Canadian curler (born 1985)

Codey Maus (born November 16, 1985, in Owen Sound, Ontario) is a Canadian curler from Tara, Ontario. Maus is a three-time provincial junior champion and one-time provincial mixed champion.

==Career==
===Juniors===
Maus won his first provincial junior title in 2002, playing third for the Jeff Armstrong rink. The team represented Ontario at the 2002 Canadian Junior Curling Championships. The team finished the event with a 5–7 record, in 10th place. Maus won another provincial junior title in 2005, playing third for Mark Bice. The team would go on to win a silver medal at the 2005 Canadian Junior Curling Championships. Maus won his third provincial junior title in 2006. Maus skipped a rink consisting of Jeff Grant, Al Stahl and Bill Francis to the provincial championship, and represented Ontario at the 2006 Canadian Junior Curling Championships. Maus led his team to an 8-4 round robin record, in third place. In their only playoff game, they lost to Alberta's Charley Thomas in the semi-final.

===Men's===
After his junior career, Maus joined the Pat Ferris rink, playing third for the team in the Fall of 2006. The team won one World Curling Tour event that year, the Weston Fall Classic. The next season, he joined the Wayne Tuck, Jr./Nick Rizzo rink, playing second. With this team, Maus would play in his first Ontario Tankard provincial championship at the 2008 TSC Stores Tankard. The team went 5–5 through the round robin, before losing in a tie breaker match. Maus left the team in 2009.

Maus joined up with his former junior teammate Mark Bice for the 2009-10 season, playing third on the team. The team made it to the 2010 Ontario Men's Curling Championship, where they would finish with a 3–7 record. The team made it to another provincial championship in 2011, this time improving their record to 6-4, but failing to make the playoffs. That season they also played in one Grand Slam event, the BDO Canadian Open, nearly making the playoffs after losing in the final qualifier.

In 2012, Maus joined the Jake Higgs rink as the team's second. This team would play in two Grand Slam events in their first season together.

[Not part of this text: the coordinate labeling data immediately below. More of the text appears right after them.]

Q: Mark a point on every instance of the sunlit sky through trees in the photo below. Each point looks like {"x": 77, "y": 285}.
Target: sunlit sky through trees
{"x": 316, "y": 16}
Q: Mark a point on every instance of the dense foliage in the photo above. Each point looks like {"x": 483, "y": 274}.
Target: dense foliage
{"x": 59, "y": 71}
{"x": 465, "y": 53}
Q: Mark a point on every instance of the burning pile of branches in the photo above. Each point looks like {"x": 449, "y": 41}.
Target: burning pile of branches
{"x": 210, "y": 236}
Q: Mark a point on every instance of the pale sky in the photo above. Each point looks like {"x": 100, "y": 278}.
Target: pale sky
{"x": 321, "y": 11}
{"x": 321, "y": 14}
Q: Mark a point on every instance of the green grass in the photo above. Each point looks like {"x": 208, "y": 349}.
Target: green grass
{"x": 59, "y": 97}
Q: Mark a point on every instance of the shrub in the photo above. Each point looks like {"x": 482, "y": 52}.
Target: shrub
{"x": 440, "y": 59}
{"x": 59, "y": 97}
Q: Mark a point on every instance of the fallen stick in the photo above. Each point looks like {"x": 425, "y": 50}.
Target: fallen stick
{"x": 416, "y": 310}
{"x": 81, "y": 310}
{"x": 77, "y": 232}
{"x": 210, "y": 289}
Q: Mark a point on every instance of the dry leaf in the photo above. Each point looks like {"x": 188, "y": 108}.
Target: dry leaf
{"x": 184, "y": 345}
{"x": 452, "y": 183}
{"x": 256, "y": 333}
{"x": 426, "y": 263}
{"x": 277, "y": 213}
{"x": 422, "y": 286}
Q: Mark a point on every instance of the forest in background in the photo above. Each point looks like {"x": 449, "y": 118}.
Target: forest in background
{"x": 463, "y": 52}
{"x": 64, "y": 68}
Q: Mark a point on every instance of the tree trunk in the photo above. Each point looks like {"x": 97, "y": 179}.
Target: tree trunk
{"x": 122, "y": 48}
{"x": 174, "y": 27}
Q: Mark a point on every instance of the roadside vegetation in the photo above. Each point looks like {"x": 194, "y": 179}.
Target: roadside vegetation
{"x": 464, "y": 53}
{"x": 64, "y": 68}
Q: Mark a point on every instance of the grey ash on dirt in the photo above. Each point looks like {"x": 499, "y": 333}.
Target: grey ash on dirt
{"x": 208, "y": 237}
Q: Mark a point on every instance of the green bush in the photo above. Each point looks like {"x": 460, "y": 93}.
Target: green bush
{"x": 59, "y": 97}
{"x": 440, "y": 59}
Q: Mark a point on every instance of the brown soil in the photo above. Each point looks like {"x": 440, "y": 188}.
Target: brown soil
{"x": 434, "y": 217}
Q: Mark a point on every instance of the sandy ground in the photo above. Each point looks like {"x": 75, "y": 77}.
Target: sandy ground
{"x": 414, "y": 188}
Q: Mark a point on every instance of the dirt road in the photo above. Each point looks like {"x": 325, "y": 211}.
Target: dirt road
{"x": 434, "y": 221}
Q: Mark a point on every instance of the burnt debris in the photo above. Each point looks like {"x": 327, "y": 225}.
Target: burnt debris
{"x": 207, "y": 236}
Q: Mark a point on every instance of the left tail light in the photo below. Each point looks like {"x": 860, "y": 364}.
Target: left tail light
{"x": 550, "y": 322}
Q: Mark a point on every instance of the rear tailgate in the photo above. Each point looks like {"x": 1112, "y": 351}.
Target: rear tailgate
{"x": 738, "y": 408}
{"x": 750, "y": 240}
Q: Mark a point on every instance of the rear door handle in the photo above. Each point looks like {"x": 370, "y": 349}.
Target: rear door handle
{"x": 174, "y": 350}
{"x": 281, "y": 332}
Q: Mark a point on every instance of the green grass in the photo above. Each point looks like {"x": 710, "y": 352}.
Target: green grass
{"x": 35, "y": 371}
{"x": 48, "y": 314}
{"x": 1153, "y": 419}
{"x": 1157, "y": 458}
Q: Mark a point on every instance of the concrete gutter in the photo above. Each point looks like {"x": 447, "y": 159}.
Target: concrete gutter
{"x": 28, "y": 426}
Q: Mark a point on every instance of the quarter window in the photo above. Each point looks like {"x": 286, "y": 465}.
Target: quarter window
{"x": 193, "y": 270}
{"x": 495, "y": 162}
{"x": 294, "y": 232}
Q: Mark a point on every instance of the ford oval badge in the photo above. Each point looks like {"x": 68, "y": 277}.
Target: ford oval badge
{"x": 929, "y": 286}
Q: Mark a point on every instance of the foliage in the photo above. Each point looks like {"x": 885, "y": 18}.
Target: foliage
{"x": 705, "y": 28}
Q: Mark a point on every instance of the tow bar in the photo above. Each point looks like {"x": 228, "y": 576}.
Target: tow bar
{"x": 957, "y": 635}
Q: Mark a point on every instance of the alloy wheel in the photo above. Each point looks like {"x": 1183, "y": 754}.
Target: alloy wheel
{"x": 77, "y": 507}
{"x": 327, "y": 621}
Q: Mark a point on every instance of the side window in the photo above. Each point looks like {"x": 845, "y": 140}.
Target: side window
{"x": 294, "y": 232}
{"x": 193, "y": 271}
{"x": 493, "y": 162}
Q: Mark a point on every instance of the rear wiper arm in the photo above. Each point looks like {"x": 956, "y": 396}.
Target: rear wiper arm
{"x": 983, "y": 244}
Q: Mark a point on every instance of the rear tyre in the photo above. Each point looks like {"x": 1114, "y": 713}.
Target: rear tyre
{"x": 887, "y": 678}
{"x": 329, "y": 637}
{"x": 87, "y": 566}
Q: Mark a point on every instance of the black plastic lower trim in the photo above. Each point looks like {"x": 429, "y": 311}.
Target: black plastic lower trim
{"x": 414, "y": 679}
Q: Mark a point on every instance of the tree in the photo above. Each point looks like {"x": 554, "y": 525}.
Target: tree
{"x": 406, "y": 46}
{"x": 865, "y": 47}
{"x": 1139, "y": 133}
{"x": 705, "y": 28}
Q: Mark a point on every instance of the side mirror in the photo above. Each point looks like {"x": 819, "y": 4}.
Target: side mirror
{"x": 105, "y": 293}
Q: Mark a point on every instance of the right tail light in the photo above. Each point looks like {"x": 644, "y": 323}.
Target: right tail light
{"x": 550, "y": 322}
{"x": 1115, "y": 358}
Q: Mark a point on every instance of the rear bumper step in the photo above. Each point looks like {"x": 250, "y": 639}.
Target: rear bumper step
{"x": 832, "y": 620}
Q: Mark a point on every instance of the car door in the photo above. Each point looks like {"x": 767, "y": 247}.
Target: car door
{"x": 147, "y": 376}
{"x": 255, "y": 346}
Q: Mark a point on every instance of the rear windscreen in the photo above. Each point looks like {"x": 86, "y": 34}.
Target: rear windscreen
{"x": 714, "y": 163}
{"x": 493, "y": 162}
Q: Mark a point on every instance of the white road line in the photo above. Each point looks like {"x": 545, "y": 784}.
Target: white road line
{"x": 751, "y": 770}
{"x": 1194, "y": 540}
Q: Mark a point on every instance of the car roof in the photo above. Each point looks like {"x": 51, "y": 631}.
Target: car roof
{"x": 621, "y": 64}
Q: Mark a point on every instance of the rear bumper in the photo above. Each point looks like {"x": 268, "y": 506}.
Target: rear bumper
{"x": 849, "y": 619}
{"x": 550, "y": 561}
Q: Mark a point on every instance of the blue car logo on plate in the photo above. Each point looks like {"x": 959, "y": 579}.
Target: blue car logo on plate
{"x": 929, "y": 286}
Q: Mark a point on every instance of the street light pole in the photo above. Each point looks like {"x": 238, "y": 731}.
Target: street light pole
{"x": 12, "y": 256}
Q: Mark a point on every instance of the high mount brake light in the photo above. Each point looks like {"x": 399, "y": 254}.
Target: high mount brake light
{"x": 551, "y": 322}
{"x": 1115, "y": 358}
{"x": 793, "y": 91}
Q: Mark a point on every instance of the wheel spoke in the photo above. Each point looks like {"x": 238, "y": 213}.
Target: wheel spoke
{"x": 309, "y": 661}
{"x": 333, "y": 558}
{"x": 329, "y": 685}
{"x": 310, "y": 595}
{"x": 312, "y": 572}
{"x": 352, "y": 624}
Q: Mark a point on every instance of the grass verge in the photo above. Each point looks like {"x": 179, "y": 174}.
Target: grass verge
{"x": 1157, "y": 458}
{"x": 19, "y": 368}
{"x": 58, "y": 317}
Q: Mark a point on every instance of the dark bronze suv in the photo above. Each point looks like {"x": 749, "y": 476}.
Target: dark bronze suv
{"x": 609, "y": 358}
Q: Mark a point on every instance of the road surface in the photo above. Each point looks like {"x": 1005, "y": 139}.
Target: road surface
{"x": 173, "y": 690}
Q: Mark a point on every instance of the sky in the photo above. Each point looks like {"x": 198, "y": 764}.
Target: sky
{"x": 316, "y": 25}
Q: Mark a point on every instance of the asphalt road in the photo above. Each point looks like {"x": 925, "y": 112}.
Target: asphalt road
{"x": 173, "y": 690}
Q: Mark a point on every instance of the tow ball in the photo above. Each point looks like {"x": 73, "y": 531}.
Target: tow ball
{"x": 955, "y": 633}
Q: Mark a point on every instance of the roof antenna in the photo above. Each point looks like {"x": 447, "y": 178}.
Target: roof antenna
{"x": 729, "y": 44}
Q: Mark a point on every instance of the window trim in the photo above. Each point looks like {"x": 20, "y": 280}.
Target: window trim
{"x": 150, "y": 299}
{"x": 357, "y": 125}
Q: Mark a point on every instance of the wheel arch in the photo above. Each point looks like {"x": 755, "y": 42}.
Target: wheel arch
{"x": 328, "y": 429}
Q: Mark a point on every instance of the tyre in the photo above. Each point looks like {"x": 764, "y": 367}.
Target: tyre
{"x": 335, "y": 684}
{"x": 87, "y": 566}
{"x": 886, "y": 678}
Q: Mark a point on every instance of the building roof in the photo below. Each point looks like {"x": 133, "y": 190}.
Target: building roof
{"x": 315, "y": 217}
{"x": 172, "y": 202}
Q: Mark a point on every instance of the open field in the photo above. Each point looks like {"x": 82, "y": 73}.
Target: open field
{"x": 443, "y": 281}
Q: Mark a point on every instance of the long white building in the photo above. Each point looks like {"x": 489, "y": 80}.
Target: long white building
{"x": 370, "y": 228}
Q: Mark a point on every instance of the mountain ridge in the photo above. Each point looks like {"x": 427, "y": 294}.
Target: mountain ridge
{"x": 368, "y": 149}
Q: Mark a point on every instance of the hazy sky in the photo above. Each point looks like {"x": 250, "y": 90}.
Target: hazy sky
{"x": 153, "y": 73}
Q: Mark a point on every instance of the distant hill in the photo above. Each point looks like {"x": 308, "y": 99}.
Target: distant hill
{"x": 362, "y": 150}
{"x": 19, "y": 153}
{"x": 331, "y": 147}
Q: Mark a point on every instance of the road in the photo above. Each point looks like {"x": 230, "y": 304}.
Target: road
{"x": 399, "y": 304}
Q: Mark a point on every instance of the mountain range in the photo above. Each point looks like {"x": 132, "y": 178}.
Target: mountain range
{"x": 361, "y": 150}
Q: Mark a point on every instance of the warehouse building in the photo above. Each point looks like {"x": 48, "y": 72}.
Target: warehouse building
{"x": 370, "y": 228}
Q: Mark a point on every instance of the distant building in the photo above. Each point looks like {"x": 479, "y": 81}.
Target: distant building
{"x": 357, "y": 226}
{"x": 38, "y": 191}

They would play in the 2012 ROGERS Masters of Curling, losing all three of their games and the 2012 Canadian Open of Curling where they fared better, losing in a tie-breaker after winning three games. The team played in the 2013 The Dominion Tankard, the provincial championship, finishing 2-8. The team didn't enter any slams the next season, but did qualify for another provincial championship. At the 2014 Travelers Tankard, the team finished with a marginally better 3-7 record. Maus left the team in 2014.

Maus joined the Peter Corner rink for the 2014-15 season, remaining at second. The team made it to the 2015 Ontario Tankard, where they would lose in the semi-final.

Maus only played on the team for the one season before forming his own team in 2015 with Scott McDonald, Wesley Forget, Jeff Grant and Brian Chick. The team won their first event together, the 2015 Oakville OCT Fall Classic.

In 2018 this team qualified for the Ontario Tankard in Huntsville. It is the first time Maus qualified for the provincial tournament as a skip.

===Mixed===
In 2009, Maus won a provincial mixed title playing second on a team skipped by Mark Bice. The team represented Ontario at the 2010 Canadian Mixed Curling Championship. The team posted a 9-2 round robin record, to finish 2nd place. In the playoffs they would beat British Columbia before losing to Nova Scotia in the final.

==Personal life==
Maus works as an Enforcement Officer for the Canada Border Services Agency. He attended Chesley District High School and Brock University.